The External Operations Pattern

This is the first pattern of the series of Scalding specific patterns. As I mentioned in the introduction, the pattern presentation will follow the structure:

  • Motivation: where I will describe the reason why this pattern might be relevant to you
  • Structure: where I will describe how the code will be structured
  • Sample code: where I will describe a very simple solution implementing the pattern
  • Interactions: where I will present how this pattern is interacting with others

The External Operations Pattern

The code of a the Scalding Job class should not contain complex pipe transformations but delegate to externally-written functions.

Motivation

There are several reasons to adopt this approach. The first one is to follow the KISS principle and reduce the complexity of the code composing the Scalding Job. Extracting the operations in external module (a Trait or Object) is also allowing to respect the DRY principle and extract common operations to be reused by different Jobs. This pattern is also very useful to increase the testability of your code and will constitute the basis of the TDD approach described in the next chapter.

Structure

A Scalding Job is created defining a class extending com.twitter.scalding.Job. The Primary Constructor will contain all the logic to interpret the job arguments and process the job input to generate the desired output. According to this pattern the Job class will contain code to:

  • Parse and Validate the parameters;
  • Create Input Sources and Output Sinks;
  • Compose a set of externally available functions (Transformation Functions) to operate on the Sources in order to generate the data to write on the Sinks

The Transformation Functions are extracted in a module (Trait or Object) external to the job.

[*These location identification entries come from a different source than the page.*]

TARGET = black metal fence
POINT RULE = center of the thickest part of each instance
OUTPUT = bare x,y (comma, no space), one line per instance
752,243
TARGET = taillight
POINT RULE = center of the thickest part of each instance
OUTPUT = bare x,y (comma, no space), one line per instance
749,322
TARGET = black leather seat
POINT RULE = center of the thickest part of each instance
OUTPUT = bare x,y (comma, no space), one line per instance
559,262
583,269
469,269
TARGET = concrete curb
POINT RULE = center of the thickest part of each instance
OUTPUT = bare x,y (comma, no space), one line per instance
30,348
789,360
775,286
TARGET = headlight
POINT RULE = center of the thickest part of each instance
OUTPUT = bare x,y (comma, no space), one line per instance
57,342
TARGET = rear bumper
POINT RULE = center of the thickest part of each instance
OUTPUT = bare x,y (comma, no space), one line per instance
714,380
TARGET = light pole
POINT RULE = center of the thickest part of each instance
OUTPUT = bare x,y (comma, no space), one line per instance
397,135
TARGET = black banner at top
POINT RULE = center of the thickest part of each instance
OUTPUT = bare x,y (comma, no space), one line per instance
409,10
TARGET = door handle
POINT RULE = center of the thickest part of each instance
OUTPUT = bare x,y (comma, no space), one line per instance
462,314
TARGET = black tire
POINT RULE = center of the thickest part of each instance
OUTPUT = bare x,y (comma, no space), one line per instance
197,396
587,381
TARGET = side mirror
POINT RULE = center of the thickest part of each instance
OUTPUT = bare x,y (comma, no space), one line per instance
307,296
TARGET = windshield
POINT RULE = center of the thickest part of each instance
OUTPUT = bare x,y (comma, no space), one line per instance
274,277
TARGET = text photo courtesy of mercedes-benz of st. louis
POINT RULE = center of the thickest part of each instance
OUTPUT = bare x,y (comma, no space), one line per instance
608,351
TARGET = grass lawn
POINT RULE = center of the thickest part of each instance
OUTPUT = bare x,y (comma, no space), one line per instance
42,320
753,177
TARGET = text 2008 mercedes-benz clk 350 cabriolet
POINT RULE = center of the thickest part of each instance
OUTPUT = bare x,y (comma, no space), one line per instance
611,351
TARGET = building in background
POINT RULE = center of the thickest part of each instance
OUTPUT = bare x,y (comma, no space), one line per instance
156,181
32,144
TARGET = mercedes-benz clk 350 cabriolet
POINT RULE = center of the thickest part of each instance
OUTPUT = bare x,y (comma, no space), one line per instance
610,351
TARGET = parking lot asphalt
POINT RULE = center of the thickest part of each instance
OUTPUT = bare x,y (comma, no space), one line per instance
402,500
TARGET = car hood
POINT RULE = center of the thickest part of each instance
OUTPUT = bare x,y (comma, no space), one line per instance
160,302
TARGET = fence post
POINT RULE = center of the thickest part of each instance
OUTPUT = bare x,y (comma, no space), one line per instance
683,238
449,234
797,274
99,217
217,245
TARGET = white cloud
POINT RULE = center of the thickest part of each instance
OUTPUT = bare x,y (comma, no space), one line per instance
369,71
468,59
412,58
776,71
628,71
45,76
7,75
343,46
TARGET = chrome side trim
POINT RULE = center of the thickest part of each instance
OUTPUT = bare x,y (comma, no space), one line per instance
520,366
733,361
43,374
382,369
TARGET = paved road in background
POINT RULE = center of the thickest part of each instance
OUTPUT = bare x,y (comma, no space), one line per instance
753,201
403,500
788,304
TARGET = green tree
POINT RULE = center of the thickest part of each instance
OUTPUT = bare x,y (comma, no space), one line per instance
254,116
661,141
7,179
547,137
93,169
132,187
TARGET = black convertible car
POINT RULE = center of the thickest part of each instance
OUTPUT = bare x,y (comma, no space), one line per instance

The same applies to the Schemas definition for the Sources, Sinks and the different Pipes generated using the TFs.

Sample Code

Let’s consider a simple job that is responsible of analysing a series of user events related to web activity in the format timestamp, userId, action, actionData and extract statistics about the number of sessions per users, their average duration and the average number of actions per session. The definition of a session is given splitting user actions in cluster of actions closer than a time threshold. A very simple implementation of this logic will be as follow:


import com.twitter.scalding._

trait IdGenerator[T] {
  type IdType = T

  def first: T
  def next(current: T): T
}

class NoExternalOperationsJob(args: Args) extends Job(args) {

  val events = List(
    (1000, "1", "get", "session1_event1"),
    (1010, "1", "click", "session1_event2"),
    (1020, "1", "click", "session1_event3"),
    (1030, "1", "put", "session1_event4"),

    (1100, "2", "get", "session1_event1"),
    (1110, "2", "click", "session1_event2"),
    (1160, "2", "put", "session1_event3"),

    (1200, "1", "get", "session2_event1"),
    (1210, "1", "click", "session2_event2"),
    (1260, "1", "put", "session2_event3")
  )

  val simpleIdGenerator =  new IdGenerator[Long] {
    override def first: Long = 0l

    override def next(current: Long): Long = current + 1
  }

  val SESSION_THREASHOLD = 100l

  // Actions: enter, click, drag
  IterableSource(events, List('timestamp, 'userId, 'action, 'actionData)).read
    .insert('tempPreviousEventTime, 0l)
    .groupBy('userId) { group =>
      group
        .sortBy('timestamp)
        .scanLeft( ('timestamp,'tempPreviousEventTime) -> ('tempTimestamp, 'timeSincePrevious) )( (0l, 0l) ) { (accumulator: (Long, Long), current: (Long, Long)) =>
          val previousEventTimestamp = accumulator._1
          val currentEventTimestamp = current._1

          val duration = if(previousEventTimestamp != 0l) (currentEventTimestamp - previousEventTimestamp) else -1l

          (currentEventTimestamp, duration)
        }
    }
    .discard('tempPreviousEventTime)
    .discard('tempTimestamp)
    .filter('timestamp) { timestamp: Long => timestamp > 0 }
    .groupBy('userId) { group =>
        group
          .sortBy('timestamp)
          .scanLeft('timeSincePrevious -> 'sessionId) (simpleIdGenerator.first) { (currSessionId: simpleIdGenerator.IdType, timeSincePrevious: Long) =>
            if(timeSincePrevious > SESSION_THREASHOLD)
              simpleIdGenerator.next(currSessionId)
            else
              currSessionId
          }
    }
    .filter('timestamp) { timestamp: Long => timestamp > 0 }
    .discard('timeSincePrevious)
    .debug
    .groupBy('userId, 'sessionId) { group =>
      group
        .sortBy('timestamp)
        .size('actionsPerSession)
        .toList[Long]('timestamp -> 'sessionTimes)
    }
    .map('sessionTimes -> 'sessionLenght) { sessionTimes: List[Long] =>
      sessionTimes.last - sessionTimes.head
    }
    .discard('sessionTimes)
    .debug
    .groupBy('userId) { group =>
      group
        .size('sessionsPerUser)
        .average('sessionLenght -> 'avgSessionLenght)
        .average('actionsPerSession -> 'avgactionsPerSession )
    }
    .debug
    .write(Csv("output.csv"))
}

 

The code shown above is doing the job but is quite difficult to read and doesn’t allow to test every step in isolation. I added some prints in some relevant points to show how the data is transformed during the pipeline.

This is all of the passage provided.